Do I sense a path towards a Masters Degree?
Regardless, on your brief bio,
...all she needs now is the Continued Encouragement(no matter what form)
between now and when she Earns that Degree...or Degrees!
Dennise will be the first person in her family to graduate from high school and go to college.
Since 2006, I have been a volunteer college mentor, helping first generation (children of immigrants) write essays to apply for colleges and scholarships. I teach them writing and organizational skills. Give encouragement: "I believe in you. You can do it!"
One of my best success stories is Brenda, who won $269,445 in scholarships and grants in 2016. Brenda is becoming a medical doctor and pathologist. She hopes to cure diseases.
Thank you. I appreciate you.
@LiterateHiker You're Welcome Kathleen!
Always good to chat with one with an altruistic commitment towards your community!
{ especially given the current climate )
I think getting people to take personal responsibility for the out comes in life is possible when they are made to feel confident about who they are and what they do.

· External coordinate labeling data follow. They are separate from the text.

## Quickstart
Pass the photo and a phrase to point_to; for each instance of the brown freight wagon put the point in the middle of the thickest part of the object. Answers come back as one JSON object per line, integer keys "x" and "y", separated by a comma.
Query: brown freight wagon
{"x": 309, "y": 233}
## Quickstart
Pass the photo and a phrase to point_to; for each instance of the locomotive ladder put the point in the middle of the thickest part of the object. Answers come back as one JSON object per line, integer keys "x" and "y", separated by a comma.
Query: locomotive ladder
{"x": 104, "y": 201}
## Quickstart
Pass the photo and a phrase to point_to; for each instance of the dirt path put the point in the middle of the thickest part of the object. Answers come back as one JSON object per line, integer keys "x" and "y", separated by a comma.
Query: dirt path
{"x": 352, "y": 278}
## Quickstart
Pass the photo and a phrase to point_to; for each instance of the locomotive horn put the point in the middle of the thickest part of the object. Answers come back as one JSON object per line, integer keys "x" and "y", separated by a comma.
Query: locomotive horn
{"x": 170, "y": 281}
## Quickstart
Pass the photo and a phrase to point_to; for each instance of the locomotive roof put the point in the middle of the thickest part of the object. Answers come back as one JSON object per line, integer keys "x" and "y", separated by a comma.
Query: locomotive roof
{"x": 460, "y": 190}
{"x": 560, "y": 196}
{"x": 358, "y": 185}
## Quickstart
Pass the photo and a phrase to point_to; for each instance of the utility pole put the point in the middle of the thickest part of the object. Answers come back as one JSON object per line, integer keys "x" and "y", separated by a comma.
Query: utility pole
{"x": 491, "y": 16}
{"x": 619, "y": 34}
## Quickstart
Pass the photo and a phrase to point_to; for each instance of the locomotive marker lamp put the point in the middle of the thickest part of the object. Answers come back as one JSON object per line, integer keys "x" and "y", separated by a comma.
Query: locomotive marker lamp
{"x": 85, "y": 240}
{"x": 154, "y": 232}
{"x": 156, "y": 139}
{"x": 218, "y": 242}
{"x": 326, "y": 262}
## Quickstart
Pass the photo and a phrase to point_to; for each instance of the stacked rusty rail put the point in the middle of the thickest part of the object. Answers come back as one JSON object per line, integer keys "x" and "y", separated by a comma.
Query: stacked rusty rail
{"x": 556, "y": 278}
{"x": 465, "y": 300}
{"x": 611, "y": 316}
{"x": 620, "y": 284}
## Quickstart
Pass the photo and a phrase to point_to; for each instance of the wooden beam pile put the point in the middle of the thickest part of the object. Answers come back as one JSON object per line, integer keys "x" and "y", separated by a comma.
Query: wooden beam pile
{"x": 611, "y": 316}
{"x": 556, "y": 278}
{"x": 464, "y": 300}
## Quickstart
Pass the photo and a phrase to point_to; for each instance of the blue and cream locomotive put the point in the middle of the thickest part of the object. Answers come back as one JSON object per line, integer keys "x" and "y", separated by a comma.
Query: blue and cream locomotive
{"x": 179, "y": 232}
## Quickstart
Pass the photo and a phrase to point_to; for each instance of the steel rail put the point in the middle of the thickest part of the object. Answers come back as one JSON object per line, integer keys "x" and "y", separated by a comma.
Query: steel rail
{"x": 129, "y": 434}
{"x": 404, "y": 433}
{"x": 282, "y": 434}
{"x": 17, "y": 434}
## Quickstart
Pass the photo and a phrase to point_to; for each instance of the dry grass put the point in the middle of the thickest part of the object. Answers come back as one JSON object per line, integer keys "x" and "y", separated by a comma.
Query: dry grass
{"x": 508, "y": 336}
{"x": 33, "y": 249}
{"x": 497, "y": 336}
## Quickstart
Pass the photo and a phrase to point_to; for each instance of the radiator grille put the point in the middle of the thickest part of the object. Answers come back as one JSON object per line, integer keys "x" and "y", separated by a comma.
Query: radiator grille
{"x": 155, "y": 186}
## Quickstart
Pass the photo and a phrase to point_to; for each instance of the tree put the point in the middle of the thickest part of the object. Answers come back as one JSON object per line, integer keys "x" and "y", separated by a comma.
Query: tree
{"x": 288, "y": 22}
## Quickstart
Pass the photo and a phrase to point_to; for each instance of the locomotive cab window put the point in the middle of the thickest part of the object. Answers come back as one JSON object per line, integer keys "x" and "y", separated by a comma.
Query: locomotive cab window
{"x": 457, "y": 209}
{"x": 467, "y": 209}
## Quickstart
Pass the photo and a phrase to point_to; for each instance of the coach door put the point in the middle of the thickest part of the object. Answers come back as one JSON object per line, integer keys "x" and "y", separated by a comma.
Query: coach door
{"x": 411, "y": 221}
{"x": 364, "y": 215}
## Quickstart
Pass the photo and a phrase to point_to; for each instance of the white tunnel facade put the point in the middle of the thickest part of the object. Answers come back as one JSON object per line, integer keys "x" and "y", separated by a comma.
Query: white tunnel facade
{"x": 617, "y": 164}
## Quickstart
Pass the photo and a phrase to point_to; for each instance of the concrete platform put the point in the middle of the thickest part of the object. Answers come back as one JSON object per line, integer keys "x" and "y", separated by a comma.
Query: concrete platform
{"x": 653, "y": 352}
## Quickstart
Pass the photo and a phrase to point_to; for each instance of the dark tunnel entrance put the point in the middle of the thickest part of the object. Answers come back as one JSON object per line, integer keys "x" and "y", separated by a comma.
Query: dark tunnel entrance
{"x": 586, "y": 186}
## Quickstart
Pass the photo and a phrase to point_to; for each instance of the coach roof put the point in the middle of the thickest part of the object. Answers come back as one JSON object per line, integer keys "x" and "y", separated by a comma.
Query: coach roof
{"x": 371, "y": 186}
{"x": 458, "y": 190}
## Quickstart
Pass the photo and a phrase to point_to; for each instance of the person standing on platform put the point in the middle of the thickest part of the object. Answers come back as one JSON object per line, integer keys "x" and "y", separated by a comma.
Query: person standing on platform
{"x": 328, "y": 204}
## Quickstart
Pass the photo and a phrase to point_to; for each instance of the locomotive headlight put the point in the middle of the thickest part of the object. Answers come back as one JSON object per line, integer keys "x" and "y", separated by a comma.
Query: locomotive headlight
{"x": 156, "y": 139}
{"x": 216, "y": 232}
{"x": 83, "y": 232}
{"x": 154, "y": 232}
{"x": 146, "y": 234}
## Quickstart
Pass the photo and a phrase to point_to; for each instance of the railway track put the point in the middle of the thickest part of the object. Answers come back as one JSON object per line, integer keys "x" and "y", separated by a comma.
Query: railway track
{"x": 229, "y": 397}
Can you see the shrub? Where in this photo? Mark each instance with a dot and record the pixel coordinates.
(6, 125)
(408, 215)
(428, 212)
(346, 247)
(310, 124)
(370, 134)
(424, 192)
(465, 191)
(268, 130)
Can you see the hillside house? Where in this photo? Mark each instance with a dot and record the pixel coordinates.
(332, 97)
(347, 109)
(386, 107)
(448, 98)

I think the greatest Gift an adult can give a child is confidence. Give them confidence and watch them go. When people play the Victim, it's usually a lack of confidence that makes that happen.
@dermont235
Playing victim is a stuck position. Nothing changes.
People who play victim feel powerless and helpless. They don't feel in control of the quality or circumstances in their lives. They show little interest in problem-solving.
Reminds me of the two Trumpsters I accidentally met through online dating. Ugh.
Both men said white men are discriminated against. Their children refuse to speak to them. They angrily blamed their ex-wives, feminists (like me), the court system and affirmative action.
I explained protected groups under Title VII of the Civil Rights Act, why these groups are protected, reasons for affirmative action, ad nauseum.
My middle finger was twitching. "We don't make a good match," I said and escaped.
@LiterateHiker It's like they can't live without being a Victim. They get secondary income (lots of attention without any benefit) from being like this. It's hard to know in what universe they exist that they think they will attract a woman if they insist men are discriminated against and tell you their children refused to speak to them and they feel angry and blame their ex-wives. But then again I guess men like that are not really looking for a confident intelligent woman. More likely they are looking for a woman with low confidence and low self esteem that they can put down and blame for all their troubles. And Trying to explain the Civil Rights Act to a Trumpster is like trying to explain Quantum Mechanics to a 3 year old. 10 out of 10 for trying I guess. lol
Shouldn't we all?
After its all boiled down is it not logical that your actions, etc, ARE your responsibility, yours and your alone?
What do you mean?
All of our feelings are okay.
We are responsible for our actions and behavior.
@LiterateHiker Hey, don't get uptight, I was speak of Human Kind as whole there NOT singling anyone in particular out.
It definitely depends on life experiences and opportunities. Having worked with young people who have been in the care system it seems strange to talk of children that have never been abused as having a victim mentality. When a child has been abused both both their parents, and their parents’ friends sometimes you just hope that they live long enough to experience kindness and reframe their life.
When you visit children that are in court because their parents have played a part in them breaking their bond conditions....and their parent is there blaming you, it seems farcical, but to them it’s quite real, they don’t feel in control, alcoholism is a disease. .
Everyone has their own story and frame of reference, many feel that they are doing the best that they can. Some are just dulling the pain until they are able to deal with it.
Taking responsibility for your part in your circle of influence; sure.
Taking responsibility for perpetrator’s behaviour? Some do.
You can’t change how people feel, if they don’t feel responsible it’s difficult to convince them otherwise. The gift of insight can be elusive.
She seems like a wonderful very resilient young woman. She has shouldered many burdens in her young life and dealt with it well.